Ko Hong versus Panak: duas histórias diferentes de grutas
Ko Hong, que significa «lagoa esmeralda», é composto por um único grande sistema de gruta colapsada. A sua principal característica é a lagoa escondida: reme por uma fenda estreita na parede rochosa e emergirá numa piscina perfeitamente circular, rodeada por paredes de 100 metros. A água da lagoa é salobra, uma mistura de água doce e salgada, porque a água da chuva escorre continuamente pelas paredes de calcário e acumula-se. Não existem canais de maré que liguem esta lagoa à baía; a entrada é realmente secreta, invisível a menos que saiba exatamente onde procurar. Nadar aqui é como entrar noutro mundo.
Panak Island apresenta uma geologia contrastante. Em vez de uma única gruta colapsada e unificada, Panak é composto por vários sistemas de grutas mais pequenos, dispostos verticalmente. Canais e galerias serpenteiam pelo interior, alguns inundados pela água do mar, outros secos ou alimentados por nascentes. Com diferentes marés, pode remar por passagens que desaparecem por completo poucas horas depois. As entradas das grutas de Panak são mais evidentes do que as de Ko Hong, mas a paisagem interior é mais complexa. Ambas estão incluídas neste passeio e oferecem perspetivas complementares sobre a forma como o calcário colapsa e a água abre caminho através da rocha.
Plâncton bioluminescente e química noturna
À medida que cai a noite, começa o segundo ato do passeio. O plâncton bioluminescente desloca-se pelas águas da baía de Phang-nga: são organismos microscópicos que brilham a azul quando são perturbados. Cada criatura minúscula produz luz através de uma reação química, um mecanismo de defesa contra predadores. Juntos, aos milhões, criam um espetáculo: cada remada acende rastos de fogo azul na superfície da água. O seu guia conhece os padrões sazonais e meteorológicos que determinam a abundância de plâncton, programando a viagem de canoa ao entardecer para maximizar as suas hipóteses de testemunhar este fenómeno natural.
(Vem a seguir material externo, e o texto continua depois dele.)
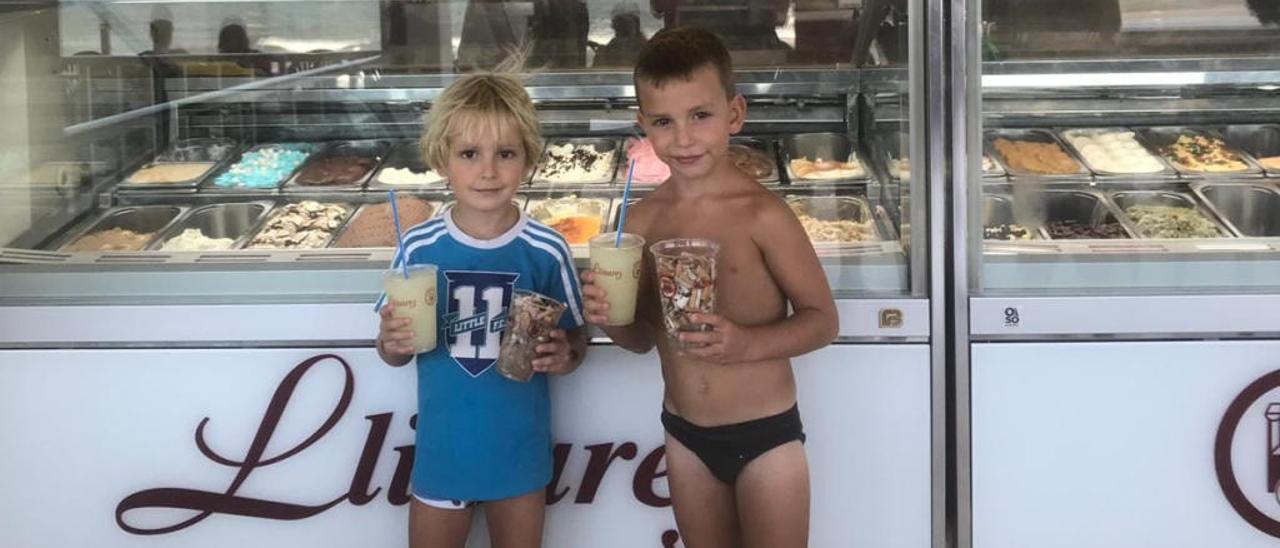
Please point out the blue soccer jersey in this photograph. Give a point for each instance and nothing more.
(480, 435)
A bioluminescência é mais intensa em noites sem lua, após dias calmos, quando a superfície da água permanece inalterada. As nuvens podem bloquear a luz das estrelas, mas aumentam a visibilidade do brilho ao reduzirem a iluminação concorrente. O efeito intensifica-se em águas pouco profundas, onde o plâncton se concentra. Enquanto rema lentamente pela baía depois do jantar, cada movimento cria um rasto fosforescente e os salpicos explodem em faíscas azuis. Não se trata de uma ocorrência garantida; as populações de plâncton variam consoante a estação. No entanto, quando as condições se conjugam, oferece um vislumbre da química e da biologia a operar em escalas invisíveis a olho nu, até que a escuridão as revela.